By: Bill Schammert
Big news for Nebraska's "savings account," the state hit a record $679 million in its cash reserve. But as the Tax Modernization Committee gets set to meet Wednesday, should that number play a part in tax relief?
Lincoln Senator Kathy Campbell says the group of several state senators needs to proceed cautiously.
"I think it'll definitely be a question on the table," Sen. Campbell said.
The rainy day fund came in 8-percent above projection because of higher tax revenues. However, Sen. Campbell, a member of the committee, says it needs to look at all options.
"It's so important for people to understand the inner relationship between sales, income and property taxes."

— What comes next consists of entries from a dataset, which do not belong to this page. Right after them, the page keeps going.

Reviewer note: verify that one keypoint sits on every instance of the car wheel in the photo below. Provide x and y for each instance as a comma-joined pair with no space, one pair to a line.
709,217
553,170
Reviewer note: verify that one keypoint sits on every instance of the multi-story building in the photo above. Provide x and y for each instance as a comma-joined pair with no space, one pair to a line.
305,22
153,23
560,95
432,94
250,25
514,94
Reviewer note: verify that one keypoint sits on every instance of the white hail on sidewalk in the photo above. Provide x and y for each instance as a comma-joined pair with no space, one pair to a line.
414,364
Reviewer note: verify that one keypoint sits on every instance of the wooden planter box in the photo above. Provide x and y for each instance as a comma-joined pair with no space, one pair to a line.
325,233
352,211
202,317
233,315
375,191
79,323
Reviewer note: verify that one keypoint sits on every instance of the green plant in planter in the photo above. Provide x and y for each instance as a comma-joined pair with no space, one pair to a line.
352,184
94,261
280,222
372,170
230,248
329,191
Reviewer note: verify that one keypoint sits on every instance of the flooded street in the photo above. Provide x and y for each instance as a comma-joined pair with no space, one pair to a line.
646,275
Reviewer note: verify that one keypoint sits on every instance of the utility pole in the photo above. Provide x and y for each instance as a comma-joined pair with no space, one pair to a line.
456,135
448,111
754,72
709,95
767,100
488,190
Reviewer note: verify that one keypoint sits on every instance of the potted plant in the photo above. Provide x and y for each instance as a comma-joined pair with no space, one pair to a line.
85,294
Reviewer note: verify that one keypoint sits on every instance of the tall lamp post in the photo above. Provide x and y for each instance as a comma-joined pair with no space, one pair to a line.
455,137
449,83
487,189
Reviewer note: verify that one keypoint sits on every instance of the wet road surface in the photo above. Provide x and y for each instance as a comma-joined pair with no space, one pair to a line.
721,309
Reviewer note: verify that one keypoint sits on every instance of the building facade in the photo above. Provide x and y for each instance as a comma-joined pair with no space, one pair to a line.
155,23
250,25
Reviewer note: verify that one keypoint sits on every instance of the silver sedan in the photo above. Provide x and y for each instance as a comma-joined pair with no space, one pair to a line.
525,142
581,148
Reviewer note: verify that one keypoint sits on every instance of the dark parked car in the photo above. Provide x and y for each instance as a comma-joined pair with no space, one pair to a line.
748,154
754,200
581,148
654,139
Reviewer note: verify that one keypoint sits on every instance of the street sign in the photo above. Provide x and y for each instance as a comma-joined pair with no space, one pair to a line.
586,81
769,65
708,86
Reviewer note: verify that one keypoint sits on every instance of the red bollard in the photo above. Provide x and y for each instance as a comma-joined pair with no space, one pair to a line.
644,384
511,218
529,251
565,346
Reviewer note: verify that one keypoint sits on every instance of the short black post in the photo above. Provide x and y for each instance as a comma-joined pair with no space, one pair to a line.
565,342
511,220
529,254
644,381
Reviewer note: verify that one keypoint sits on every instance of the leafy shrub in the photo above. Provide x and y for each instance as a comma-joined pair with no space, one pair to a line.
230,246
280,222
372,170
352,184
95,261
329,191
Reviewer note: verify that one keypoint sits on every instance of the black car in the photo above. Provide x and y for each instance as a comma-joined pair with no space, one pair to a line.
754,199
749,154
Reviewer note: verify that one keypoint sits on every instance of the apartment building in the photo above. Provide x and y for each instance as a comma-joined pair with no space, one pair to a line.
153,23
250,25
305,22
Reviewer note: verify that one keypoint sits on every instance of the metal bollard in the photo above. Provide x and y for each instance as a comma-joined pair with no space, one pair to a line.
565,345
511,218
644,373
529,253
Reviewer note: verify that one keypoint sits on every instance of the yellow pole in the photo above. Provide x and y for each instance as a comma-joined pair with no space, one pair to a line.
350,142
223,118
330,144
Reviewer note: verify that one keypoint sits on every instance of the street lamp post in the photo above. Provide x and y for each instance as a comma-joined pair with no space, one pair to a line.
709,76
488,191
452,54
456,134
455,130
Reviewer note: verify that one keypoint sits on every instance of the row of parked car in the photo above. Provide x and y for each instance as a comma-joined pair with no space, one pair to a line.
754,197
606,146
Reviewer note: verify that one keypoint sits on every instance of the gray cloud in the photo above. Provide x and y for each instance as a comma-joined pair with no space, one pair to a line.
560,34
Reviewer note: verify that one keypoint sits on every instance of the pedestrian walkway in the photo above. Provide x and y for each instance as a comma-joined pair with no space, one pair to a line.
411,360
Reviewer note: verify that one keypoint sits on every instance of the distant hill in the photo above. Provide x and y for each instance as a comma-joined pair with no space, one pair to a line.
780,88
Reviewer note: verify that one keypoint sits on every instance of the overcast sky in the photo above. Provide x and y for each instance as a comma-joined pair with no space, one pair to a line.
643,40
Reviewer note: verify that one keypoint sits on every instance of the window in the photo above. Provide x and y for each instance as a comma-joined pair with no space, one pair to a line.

Renee Fry is the Executive Director of the OpenSky Policy Institute, she says the reserve acts as a savings account, and the money needs to stay put.
"We really should be setting those [funds] aside," Fry said. "It's finally at a safe level and we wouldn't want to dip into that prematurely."
Fry says she's seen other states with higher than average cash reserves and believes it is largely due to the passage of the Fiscal Cliff. She doesn't believe it will last long.
Ahead of the Tax Modernization Committee hearings, Fry says she hopes the senators will focus on property tax reform.
"If we expand the sales tax to more services as we should to have a modern sales tax, we could use that revenue to reduce property taxes. That would put our tax code in much more balance," Fry said.
The committee meets for the first time at the State Capitol on Wednesday, at 10:00 a.m.